# Lulu at the notts and derby!



## Jen26 (Apr 22, 2008)

Had an amazing day!

Lulu got first and bob and her first cc She is only 9 months and 4 days so iam over the moon. Well done lulu. She got a first and a fifth in the sides, but they were huge classes so iam not dissapointed.

Welldone to every one who went today sorry the pics arent great, forgot my camera as usual lol


----------



## raggs (Aug 3, 2008)

WOOOOOOHOOOOOOO JEN congratulations , LULU has a fantastic future ahead of here hon and well done to you for all you're hard work, best wishes...........chris


----------



## Rraa (Apr 15, 2008)

Well done Lulu and Congratulations Jen!


----------



## raggs (Aug 3, 2008)

JEN im going to call you the night before you're next show and tell you, " dont forget the camera " lol


----------



## Jen26 (Apr 22, 2008)

raggs said:


> JEN im going to call you the night before you're next show and tell you, " dont forget the camera " lol


Next shows 2 weeks today Chris, remind me , I always forget it


----------



## raggs (Aug 3, 2008)

Would that be the Shropshire show Jen?


----------



## Jen26 (Apr 22, 2008)

raggs said:


> Would that be the Shropshire show Jen?


Thats the one, are you going ?


----------



## Toby & Darwin (May 26, 2008)

Well done Lulu, sounds like you had a fab day


----------



## Soupie (Sep 2, 2008)

Well done Lulu - the British classes are always enormous at the N&D so those placings are very good!

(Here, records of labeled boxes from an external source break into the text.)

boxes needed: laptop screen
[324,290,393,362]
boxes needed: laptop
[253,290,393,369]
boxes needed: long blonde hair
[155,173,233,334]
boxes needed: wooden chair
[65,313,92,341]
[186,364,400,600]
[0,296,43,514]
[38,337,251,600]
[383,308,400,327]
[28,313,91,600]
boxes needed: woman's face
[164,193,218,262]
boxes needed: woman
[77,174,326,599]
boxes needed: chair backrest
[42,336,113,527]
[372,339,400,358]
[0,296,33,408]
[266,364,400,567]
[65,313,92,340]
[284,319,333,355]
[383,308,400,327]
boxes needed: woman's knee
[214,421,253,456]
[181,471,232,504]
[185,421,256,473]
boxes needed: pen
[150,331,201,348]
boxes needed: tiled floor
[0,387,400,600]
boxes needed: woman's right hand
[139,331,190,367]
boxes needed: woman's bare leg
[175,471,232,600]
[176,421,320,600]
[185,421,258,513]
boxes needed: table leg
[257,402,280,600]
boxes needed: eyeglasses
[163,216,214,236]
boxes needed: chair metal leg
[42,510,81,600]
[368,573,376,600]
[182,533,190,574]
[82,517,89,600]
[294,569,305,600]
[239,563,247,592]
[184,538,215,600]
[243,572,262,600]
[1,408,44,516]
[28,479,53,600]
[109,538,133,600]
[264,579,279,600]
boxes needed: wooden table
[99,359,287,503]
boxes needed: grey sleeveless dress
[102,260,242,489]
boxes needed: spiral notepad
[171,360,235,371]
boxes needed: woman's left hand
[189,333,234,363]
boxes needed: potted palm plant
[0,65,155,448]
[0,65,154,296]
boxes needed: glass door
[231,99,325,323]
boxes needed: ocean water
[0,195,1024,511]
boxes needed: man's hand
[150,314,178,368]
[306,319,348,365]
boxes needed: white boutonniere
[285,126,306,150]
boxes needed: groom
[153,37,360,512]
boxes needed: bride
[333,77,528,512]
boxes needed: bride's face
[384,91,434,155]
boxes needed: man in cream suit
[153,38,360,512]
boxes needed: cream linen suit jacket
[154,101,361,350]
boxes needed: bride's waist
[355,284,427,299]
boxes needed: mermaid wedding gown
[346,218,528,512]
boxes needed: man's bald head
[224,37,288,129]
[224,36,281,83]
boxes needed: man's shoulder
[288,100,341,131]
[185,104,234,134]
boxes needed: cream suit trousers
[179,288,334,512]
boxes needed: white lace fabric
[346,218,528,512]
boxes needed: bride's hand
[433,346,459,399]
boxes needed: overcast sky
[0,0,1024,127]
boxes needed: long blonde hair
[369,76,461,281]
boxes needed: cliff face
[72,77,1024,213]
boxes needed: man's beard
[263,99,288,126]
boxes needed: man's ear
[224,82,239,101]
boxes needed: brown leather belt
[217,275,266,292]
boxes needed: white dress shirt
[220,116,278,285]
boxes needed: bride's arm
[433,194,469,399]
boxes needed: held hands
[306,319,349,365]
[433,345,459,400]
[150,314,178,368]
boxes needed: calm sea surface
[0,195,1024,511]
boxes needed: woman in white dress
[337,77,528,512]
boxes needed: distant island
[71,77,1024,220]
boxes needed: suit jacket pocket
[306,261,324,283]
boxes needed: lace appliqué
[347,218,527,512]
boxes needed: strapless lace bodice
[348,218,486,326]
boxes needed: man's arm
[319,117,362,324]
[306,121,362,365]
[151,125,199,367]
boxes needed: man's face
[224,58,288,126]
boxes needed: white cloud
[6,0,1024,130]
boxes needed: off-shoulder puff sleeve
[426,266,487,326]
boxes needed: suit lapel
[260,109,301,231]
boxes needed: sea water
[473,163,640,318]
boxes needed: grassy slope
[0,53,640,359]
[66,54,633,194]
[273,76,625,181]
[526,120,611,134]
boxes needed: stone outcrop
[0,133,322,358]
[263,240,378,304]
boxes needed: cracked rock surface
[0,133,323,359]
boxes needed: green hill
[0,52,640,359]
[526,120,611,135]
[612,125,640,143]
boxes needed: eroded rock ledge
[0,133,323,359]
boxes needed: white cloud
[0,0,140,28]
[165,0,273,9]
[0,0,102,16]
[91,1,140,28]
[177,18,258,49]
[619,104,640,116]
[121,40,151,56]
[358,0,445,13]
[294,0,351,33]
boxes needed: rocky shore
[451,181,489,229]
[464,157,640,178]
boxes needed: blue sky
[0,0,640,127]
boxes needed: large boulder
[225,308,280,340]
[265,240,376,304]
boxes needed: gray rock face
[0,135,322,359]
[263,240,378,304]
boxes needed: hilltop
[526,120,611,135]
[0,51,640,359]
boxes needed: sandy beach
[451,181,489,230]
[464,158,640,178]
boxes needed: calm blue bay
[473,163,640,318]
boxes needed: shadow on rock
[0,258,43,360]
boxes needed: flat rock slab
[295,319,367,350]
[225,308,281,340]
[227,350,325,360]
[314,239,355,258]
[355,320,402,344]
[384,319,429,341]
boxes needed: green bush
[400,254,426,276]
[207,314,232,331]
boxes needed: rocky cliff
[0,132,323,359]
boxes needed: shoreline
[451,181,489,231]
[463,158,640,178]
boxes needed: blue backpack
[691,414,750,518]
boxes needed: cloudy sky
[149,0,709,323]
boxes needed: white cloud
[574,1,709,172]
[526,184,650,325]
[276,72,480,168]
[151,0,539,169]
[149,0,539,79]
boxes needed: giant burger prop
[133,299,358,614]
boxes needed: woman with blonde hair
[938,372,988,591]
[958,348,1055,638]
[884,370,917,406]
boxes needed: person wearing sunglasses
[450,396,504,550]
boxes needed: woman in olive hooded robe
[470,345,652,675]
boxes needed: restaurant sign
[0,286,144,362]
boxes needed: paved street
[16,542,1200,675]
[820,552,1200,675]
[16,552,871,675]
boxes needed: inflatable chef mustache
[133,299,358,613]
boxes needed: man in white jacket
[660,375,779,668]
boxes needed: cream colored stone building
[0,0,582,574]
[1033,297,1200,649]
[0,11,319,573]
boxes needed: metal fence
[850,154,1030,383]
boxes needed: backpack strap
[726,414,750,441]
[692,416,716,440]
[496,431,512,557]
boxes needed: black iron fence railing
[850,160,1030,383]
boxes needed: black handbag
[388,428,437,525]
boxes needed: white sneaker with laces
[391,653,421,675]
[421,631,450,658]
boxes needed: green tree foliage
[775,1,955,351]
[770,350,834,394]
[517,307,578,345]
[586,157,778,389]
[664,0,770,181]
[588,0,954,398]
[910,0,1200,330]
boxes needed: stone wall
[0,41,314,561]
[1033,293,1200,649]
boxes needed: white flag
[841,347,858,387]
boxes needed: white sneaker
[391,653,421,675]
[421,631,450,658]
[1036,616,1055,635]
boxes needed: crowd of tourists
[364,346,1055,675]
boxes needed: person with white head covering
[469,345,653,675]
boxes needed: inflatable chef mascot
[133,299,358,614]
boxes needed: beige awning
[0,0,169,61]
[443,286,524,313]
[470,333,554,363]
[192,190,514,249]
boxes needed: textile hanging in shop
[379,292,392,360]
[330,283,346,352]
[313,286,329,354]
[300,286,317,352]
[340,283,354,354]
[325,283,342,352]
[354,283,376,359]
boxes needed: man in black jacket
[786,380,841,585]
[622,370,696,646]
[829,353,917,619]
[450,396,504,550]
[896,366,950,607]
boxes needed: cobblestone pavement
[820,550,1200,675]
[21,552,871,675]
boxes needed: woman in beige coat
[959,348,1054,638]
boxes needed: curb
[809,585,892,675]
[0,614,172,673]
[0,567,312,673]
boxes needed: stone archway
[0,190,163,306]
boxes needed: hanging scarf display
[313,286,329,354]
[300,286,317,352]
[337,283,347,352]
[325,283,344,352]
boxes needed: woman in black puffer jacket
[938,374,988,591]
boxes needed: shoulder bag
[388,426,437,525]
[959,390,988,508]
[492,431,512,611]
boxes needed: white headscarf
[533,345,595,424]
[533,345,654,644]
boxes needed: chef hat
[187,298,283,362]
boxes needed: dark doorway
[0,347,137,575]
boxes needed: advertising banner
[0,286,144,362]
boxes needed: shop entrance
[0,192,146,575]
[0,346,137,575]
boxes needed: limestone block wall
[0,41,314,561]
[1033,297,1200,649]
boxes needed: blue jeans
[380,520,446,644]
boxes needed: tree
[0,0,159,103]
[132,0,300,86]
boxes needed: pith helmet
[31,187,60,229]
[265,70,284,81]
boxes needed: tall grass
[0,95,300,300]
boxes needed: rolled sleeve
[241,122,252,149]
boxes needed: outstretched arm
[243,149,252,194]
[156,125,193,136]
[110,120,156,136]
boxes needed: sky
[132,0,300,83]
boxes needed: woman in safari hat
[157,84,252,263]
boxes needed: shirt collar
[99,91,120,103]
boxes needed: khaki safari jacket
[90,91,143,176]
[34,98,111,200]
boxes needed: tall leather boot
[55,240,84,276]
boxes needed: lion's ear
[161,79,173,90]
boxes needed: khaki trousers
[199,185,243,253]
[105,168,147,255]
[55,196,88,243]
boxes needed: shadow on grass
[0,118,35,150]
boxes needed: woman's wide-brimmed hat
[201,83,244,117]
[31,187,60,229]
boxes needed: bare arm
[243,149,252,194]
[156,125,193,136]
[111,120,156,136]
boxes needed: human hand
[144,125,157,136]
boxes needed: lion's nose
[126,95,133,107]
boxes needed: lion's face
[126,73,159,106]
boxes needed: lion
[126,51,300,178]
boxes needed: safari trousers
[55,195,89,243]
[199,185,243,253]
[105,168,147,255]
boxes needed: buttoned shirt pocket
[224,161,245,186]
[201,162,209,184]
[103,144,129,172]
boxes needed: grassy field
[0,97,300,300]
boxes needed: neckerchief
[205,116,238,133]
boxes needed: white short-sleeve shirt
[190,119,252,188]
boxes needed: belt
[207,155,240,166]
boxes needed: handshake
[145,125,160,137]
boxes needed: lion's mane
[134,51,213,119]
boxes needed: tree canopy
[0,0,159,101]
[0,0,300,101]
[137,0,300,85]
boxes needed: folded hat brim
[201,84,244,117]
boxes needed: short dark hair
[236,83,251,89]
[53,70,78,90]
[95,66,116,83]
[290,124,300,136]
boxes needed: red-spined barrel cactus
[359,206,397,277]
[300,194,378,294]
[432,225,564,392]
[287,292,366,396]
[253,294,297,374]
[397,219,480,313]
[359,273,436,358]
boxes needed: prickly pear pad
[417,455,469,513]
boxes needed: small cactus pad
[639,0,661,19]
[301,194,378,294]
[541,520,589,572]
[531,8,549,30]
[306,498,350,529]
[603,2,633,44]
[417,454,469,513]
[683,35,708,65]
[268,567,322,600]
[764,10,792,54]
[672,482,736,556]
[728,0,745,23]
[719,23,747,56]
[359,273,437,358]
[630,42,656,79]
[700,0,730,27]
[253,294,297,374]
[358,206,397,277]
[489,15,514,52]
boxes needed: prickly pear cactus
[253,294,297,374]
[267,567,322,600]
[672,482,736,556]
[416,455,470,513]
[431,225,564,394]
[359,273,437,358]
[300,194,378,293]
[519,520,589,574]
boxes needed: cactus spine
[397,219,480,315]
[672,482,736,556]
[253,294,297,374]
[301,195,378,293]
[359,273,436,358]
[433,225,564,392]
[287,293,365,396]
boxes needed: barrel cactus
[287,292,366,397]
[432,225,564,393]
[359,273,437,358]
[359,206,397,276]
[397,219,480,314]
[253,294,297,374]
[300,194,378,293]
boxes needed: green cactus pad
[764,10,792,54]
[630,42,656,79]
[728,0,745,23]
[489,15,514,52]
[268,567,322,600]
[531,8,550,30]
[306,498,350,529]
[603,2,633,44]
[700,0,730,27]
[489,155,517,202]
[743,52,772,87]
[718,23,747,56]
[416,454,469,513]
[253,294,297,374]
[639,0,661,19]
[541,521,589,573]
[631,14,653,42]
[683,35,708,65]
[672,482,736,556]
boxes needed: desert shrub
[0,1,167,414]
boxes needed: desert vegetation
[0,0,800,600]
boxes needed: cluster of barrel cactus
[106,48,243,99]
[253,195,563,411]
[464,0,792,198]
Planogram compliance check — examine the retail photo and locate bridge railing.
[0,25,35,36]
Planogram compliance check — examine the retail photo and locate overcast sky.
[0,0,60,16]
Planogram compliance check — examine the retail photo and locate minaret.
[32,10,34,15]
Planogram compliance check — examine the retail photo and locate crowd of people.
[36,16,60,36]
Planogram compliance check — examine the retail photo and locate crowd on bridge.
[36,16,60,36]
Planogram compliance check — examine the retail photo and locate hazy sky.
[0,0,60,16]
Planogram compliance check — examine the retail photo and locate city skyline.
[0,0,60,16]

I'm stewarding in the British Section at the Shropshire - do so hope I get to have a cuddle


----------



## Jen26 (Apr 22, 2008)

Soupie said:


> Well done Lulu - the British classes are always enormous at the N&D so those placings are very good!
> 
> I'm stewarding in the British Section at the Shropshire - do so hope I get to have a cuddle


Thanks Sarah, she loves cuddles. Youll have to tell me what the judges think of her when judgings over:devil: If your allowed too that is


----------



## Saikou (Apr 2, 2008)

Lulu and Jen excellent result for a beautiful young lady


----------



## staceyscats1 (Feb 17, 2008)

Woooohoooooooo Well Done Hun !!!!!


----------



## deedeedee (Apr 2, 2008)

Congratulations Jen!

She is a beauty!

D x


----------



## Siamese Kelly (Jan 6, 2008)

Jen26 said:


> Had an amazing day!
> 
> Lulu got first and bob and her first cc She is only 9 months and 4 days so iam over the moon. Well done lulu. She got a first and a fifth in the sides, but they were huge classes so iam not dissapointed.
> 
> Welldone to every one who went today sorry the pics arent great, forgot my camera as usual lol










to Lulu and her amazing slave for presenting her as she is in all her splendor


----------



## Fireblade (Sep 7, 2008)

Awwww way to go Jen sounds like you had a great day,congratulations.xxxx

Saffi got her 2nd Grand cc,BOB, 2x 1st & 1x3rd side classes,+ a trophy to keep,and
Bridget got 1st in her open and her 3rd cc making her a CH now.1x 1st & 2x 3rd side classes,+ a trophy.xxxxx


----------